Thursday, September 9, 2010

Plum and Raspberry Galette

This recipe comes from last October's Pie Party at Lauren's house. She made a "Plum Galette" and Dave has been requesting (demanding) that I make one almost since that day. Lauren finally sent me the recipe (which I probably already got from her way back when) and I decided to give it a go this afternoon. I couldn't leave well enough alone so Plum Galette became Plum and Raspberry Galette. I also may have increased the amount of lemon zest significantly from the original recipe. And of note, this could probably be done with just about any fruit you like. Maybe not bananas...

So I got this from Lauren and she got this from somewhere else and I only made minor alterations to someone else's wonderful recipe! Enjoy!

Plum and Raspberry Galette

Ingredients
Dough:
2 cups flour
3 Tbsp sugar
1 1/2 tsp grated lemon zest
1/4 tsp salt
1 1/2 sticks unsalted butter, very cold, cut into 1/2 in. pieces
1/3 cup very cold water

Filling:
1/2 cup sugar
3 Tbsp all-purpose flour
1 tsp grated lemon zest
1 1/2 lbs ripe plums, pitted and cut in 1/2 inch wedges
1/2 lb raspberries
1 1/2 tsp vanilla extract
2 Tbsp milk
1/4 cup (give or take) Turbinado sugar

Instructions
1. Using the amounts for "dough" above, combine the flour, sugar, lemon zest, and salt in a food processor* and pulse briefly until they are combined.  Toss in the chunks of butter and pulse until it becomes coarse crumbs.  Drizzle the water evenly over the crumbs and process until the dough is moist but still crumbly.

2. Shape the dough into a 5-inch disk.  Wrap and refrigerate until firm and chilled, at least 1 hour.  

3. After the obligatory hour has passed preheat the oven to 400.  In a large bowl, whisk together the "filling" amounts of sugar, flour and lemon zest.  Add the plums, raspberries and vanilla extract and toss until combined.
 
4. Roll the dough between two large pieces of parchment paper (best idea ever! I will use this for all pies from now on), lightly flouring, and form a rough circle slightly larger than 14 inches and about 1/8 inch thick.  Trim off excess dough to make an even 14-in round.  Transfer the dough to a parchment lined baking pan with a rim (like a baking sheet). I accomplished this by just picking up the bottom piece of parchment that I used to roll out the dough and setting the whole business on the baking sheet. Boom! No ripped dough and no wasting another piece of parchment. Also, I had just used the last piece of parchment but this was still a good maneuver. The dough will hang slightly over the edges of the pan.
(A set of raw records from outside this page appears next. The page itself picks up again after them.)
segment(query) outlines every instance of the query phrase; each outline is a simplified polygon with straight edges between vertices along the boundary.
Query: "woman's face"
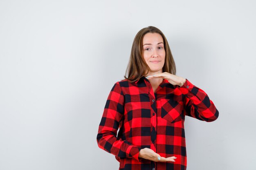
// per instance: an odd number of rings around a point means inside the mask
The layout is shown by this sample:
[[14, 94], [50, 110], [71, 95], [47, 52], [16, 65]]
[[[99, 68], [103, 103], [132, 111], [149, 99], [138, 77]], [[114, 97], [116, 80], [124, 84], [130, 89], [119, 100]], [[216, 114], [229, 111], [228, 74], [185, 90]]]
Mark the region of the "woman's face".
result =
[[146, 75], [162, 73], [165, 51], [162, 36], [158, 33], [147, 33], [143, 38], [142, 45], [143, 57], [153, 72], [149, 71]]

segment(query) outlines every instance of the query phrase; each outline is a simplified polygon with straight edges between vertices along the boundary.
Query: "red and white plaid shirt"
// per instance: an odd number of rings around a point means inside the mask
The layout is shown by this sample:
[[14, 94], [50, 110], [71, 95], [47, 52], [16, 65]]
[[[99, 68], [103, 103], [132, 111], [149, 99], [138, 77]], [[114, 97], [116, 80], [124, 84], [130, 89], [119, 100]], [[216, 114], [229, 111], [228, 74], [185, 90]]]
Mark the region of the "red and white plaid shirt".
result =
[[[97, 142], [115, 156], [119, 170], [186, 169], [185, 116], [209, 122], [217, 119], [219, 112], [205, 92], [186, 79], [180, 87], [164, 79], [155, 93], [144, 76], [133, 83], [124, 79], [115, 84]], [[139, 158], [145, 148], [162, 157], [177, 158], [175, 162], [155, 162]]]

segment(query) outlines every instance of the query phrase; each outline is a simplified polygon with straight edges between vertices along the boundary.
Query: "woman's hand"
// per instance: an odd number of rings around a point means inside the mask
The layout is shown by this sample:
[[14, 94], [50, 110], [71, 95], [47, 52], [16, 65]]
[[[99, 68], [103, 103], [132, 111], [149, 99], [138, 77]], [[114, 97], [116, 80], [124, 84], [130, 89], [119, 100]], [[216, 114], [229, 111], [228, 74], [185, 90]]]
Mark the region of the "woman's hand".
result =
[[145, 148], [140, 150], [139, 153], [139, 157], [155, 162], [175, 162], [174, 159], [177, 158], [175, 157], [171, 157], [168, 158], [162, 157], [159, 154], [156, 153], [152, 149], [147, 148]]
[[186, 82], [185, 79], [168, 72], [161, 73], [154, 75], [149, 75], [146, 78], [148, 79], [156, 78], [162, 78], [168, 80], [168, 82], [173, 85], [177, 85], [180, 87]]

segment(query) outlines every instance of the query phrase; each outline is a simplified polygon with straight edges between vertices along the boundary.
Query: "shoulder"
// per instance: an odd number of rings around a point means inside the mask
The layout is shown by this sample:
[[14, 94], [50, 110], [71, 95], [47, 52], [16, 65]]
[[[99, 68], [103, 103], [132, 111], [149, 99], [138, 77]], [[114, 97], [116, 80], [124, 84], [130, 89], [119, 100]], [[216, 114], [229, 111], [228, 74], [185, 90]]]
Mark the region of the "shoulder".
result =
[[121, 87], [129, 87], [131, 86], [131, 83], [126, 79], [118, 81], [115, 83], [115, 85], [118, 85]]

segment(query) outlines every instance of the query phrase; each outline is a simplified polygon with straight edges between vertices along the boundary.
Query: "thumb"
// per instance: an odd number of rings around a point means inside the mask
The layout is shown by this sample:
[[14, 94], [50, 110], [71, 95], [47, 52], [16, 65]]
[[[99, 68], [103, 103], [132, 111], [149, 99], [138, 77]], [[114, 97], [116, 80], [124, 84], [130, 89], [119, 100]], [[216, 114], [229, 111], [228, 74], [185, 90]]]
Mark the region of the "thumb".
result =
[[157, 154], [157, 159], [158, 161], [160, 161], [161, 160], [161, 156], [160, 156], [160, 155], [159, 154]]

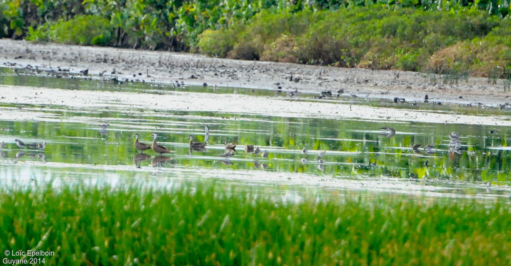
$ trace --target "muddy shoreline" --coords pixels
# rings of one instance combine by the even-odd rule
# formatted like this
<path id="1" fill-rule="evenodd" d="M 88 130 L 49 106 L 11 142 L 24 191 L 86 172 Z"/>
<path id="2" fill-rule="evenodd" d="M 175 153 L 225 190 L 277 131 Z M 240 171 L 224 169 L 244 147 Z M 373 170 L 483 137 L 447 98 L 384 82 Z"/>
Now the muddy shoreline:
<path id="1" fill-rule="evenodd" d="M 161 84 L 217 85 L 293 91 L 331 91 L 373 99 L 500 106 L 511 103 L 503 80 L 485 78 L 446 84 L 442 77 L 271 62 L 211 58 L 202 55 L 0 39 L 0 66 L 57 76 Z M 88 69 L 87 76 L 83 70 Z M 82 72 L 81 72 L 82 71 Z"/>

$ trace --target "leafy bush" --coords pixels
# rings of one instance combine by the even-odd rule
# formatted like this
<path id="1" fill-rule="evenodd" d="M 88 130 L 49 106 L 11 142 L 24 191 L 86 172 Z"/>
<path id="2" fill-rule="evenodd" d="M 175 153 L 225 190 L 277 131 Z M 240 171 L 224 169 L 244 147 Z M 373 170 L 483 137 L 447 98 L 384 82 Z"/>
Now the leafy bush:
<path id="1" fill-rule="evenodd" d="M 505 59 L 511 52 L 502 46 L 511 43 L 510 26 L 474 9 L 457 13 L 380 7 L 261 12 L 235 30 L 207 32 L 210 40 L 229 40 L 223 50 L 222 42 L 216 42 L 214 51 L 221 53 L 204 45 L 203 35 L 198 45 L 202 53 L 236 59 L 486 75 L 511 62 Z M 478 46 L 478 40 L 484 44 Z M 458 44 L 462 43 L 466 44 Z"/>
<path id="2" fill-rule="evenodd" d="M 35 30 L 31 28 L 27 38 L 32 41 L 104 46 L 110 44 L 113 30 L 107 19 L 97 16 L 76 16 L 67 21 L 43 24 Z"/>

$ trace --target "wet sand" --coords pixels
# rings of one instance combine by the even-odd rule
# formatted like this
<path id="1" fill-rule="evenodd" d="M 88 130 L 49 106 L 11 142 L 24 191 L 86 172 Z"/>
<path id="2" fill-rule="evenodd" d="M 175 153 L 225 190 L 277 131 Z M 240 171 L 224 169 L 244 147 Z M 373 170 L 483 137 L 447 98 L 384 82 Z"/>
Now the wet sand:
<path id="1" fill-rule="evenodd" d="M 371 70 L 271 62 L 211 58 L 192 54 L 111 47 L 38 44 L 0 39 L 0 66 L 40 70 L 57 76 L 114 79 L 188 85 L 242 87 L 284 91 L 332 91 L 369 98 L 404 98 L 422 102 L 482 104 L 511 103 L 503 80 L 489 83 L 471 78 L 444 84 L 431 75 L 397 70 Z M 87 76 L 81 71 L 88 69 Z M 48 72 L 49 71 L 49 72 Z"/>

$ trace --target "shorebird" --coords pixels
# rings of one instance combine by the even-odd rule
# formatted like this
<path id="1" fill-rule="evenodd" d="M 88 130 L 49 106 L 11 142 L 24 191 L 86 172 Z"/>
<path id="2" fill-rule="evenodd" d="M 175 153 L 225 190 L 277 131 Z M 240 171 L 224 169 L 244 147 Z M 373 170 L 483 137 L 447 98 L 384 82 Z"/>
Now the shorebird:
<path id="1" fill-rule="evenodd" d="M 158 137 L 158 133 L 153 132 L 151 135 L 154 137 L 154 139 L 153 139 L 153 143 L 151 144 L 151 148 L 152 148 L 153 151 L 159 153 L 160 156 L 164 153 L 172 152 L 172 151 L 171 151 L 170 150 L 169 150 L 168 149 L 156 143 L 156 138 Z"/>
<path id="2" fill-rule="evenodd" d="M 319 163 L 318 163 L 318 170 L 320 171 L 324 171 L 324 165 L 323 165 L 323 162 L 320 161 Z"/>
<path id="3" fill-rule="evenodd" d="M 245 152 L 246 153 L 253 153 L 254 152 L 254 144 L 248 145 L 248 144 L 245 146 Z"/>
<path id="4" fill-rule="evenodd" d="M 151 146 L 148 145 L 145 143 L 138 142 L 138 133 L 135 133 L 133 135 L 133 137 L 135 137 L 135 142 L 133 143 L 133 145 L 135 146 L 135 149 L 140 151 L 140 153 L 144 153 L 144 151 L 151 149 Z"/>
<path id="5" fill-rule="evenodd" d="M 44 150 L 46 148 L 46 141 L 45 140 L 44 142 L 38 144 L 36 148 L 41 150 Z"/>
<path id="6" fill-rule="evenodd" d="M 259 168 L 259 166 L 261 166 L 261 163 L 259 162 L 259 161 L 254 160 L 254 167 L 256 167 L 256 168 Z"/>
<path id="7" fill-rule="evenodd" d="M 27 145 L 25 144 L 25 143 L 23 143 L 23 141 L 18 139 L 15 139 L 14 141 L 16 141 L 16 145 L 17 146 L 20 148 L 25 148 L 27 147 Z"/>
<path id="8" fill-rule="evenodd" d="M 327 151 L 321 151 L 318 153 L 318 156 L 316 157 L 316 159 L 321 159 L 324 156 L 324 155 L 327 153 Z"/>
<path id="9" fill-rule="evenodd" d="M 419 148 L 421 146 L 422 146 L 422 144 L 414 144 L 412 146 L 412 151 L 413 151 L 413 152 L 415 153 L 422 153 L 422 152 L 419 150 Z"/>
<path id="10" fill-rule="evenodd" d="M 396 130 L 390 127 L 384 127 L 383 128 L 380 128 L 380 129 L 383 129 L 387 131 L 385 133 L 381 133 L 381 135 L 383 135 L 387 138 L 391 138 L 396 135 Z"/>
<path id="11" fill-rule="evenodd" d="M 426 154 L 431 154 L 434 152 L 432 151 L 432 149 L 434 148 L 435 147 L 434 146 L 431 145 L 431 144 L 428 144 L 424 147 L 424 152 L 425 152 Z"/>
<path id="12" fill-rule="evenodd" d="M 233 150 L 233 151 L 236 151 L 236 144 L 232 143 L 227 143 L 227 141 L 225 141 L 225 148 L 226 151 L 227 150 Z"/>
<path id="13" fill-rule="evenodd" d="M 199 142 L 193 142 L 193 136 L 191 135 L 189 135 L 187 138 L 190 139 L 190 147 L 204 147 L 207 143 Z"/>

5. Pile the filling into the center of the dough, leaving a 3-inch rim of dough.  Fold the dough edge up and over the filling, making pleats in the dough as you go.  (The galette will flatten out as it bakes.)  Press the pleats gently to seal.  Brush the dough with the milk and sprinkle the dough and fruit with the turbinado sugar, pressing on the sugar lightly to make it adhere.  Bake until the fruit is tender and the crust is browned, 40-45 minutes. Allow to cool and enjoy! Mine had exploded a little and leaked fruit juice all over the pan but it was still fantastic!

*You could also work a lot harder and do this part with a pastry blender by hand. I did not in this particular case because I hate to do that. Instead, I drove to my parents' and borrowed a food processor because mine mysteriously vanished years ago.

2 comments:

  1. Is driving to your parents' house really less work than pastry blending by hand?
    I hope Dave enjoyed the galette that you FINALLY got the recipe for!!